食品事業やデジタルメディア・マーケティング事業を行う「グローバルアジアホールディングス」(東京都中央区)の元社長・菊地博紀容疑者(55)と実質経営者の菊池徹容疑者(56)の2人が8日、決算を粉飾したとして、金融商品取引法違反(有価証券報告書の虚偽記載)容疑で逮捕された。時事通信や共同通信などが伝えた。
両通信によると、菊地両容疑者らは、2014年3月期の連結決算で、実際には債務超過だったが、前払い費用などの支払い名目で計約4億5500万円を資産として計上する虚偽の有価証券報告書を提出した疑いが持たれている。2人とも容疑を否認している。
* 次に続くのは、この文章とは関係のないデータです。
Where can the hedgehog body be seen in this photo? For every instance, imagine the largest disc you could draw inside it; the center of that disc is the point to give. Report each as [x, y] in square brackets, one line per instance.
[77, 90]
グローバルアジアホールディングスは当時、ジャスダックに上場しており、2年連続で債務超過になった場合、上場廃止になることから、決算を粉飾したとみられている。昨年3月に証券取引等監視委員会が関係先を強制調査しており、警察も捜索していたという。グローバルアジアホールディングスは昨年9月、内部管理体制などに問題があるとして上場廃止になった。
一方、時事通信やNHKによると、警察は、暴力団関係者が関与していた可能性もあるとみて捜査しているという。
菊地博紀容疑者は逮捕前、NHKの取材に応じており、債務超過に陥っていたとする指摘について、「資金は口座から引き出して現金で保管していた」などと説明していたという。
グローバルアジアホールディングスは、漁網糸・縫糸の製造販売業として戦前に創業した「豊国糸業」が前身。豊国糸業は、その後さまざまな事業を手掛け、豊国産業、アイビーダイワ、プリンシバル・コーポレーションと改名し、2014年に社名を現在のグローバルアジアホールディングスに改名した。菊地博紀容疑者は、プリンシバル・コーポレーション時代に社長を務めていた。
グローバルアジアホールディングスのホームページによると、現在は食品事業やデジタルメディア・マーケティング事業、環境事業を主要事業としている。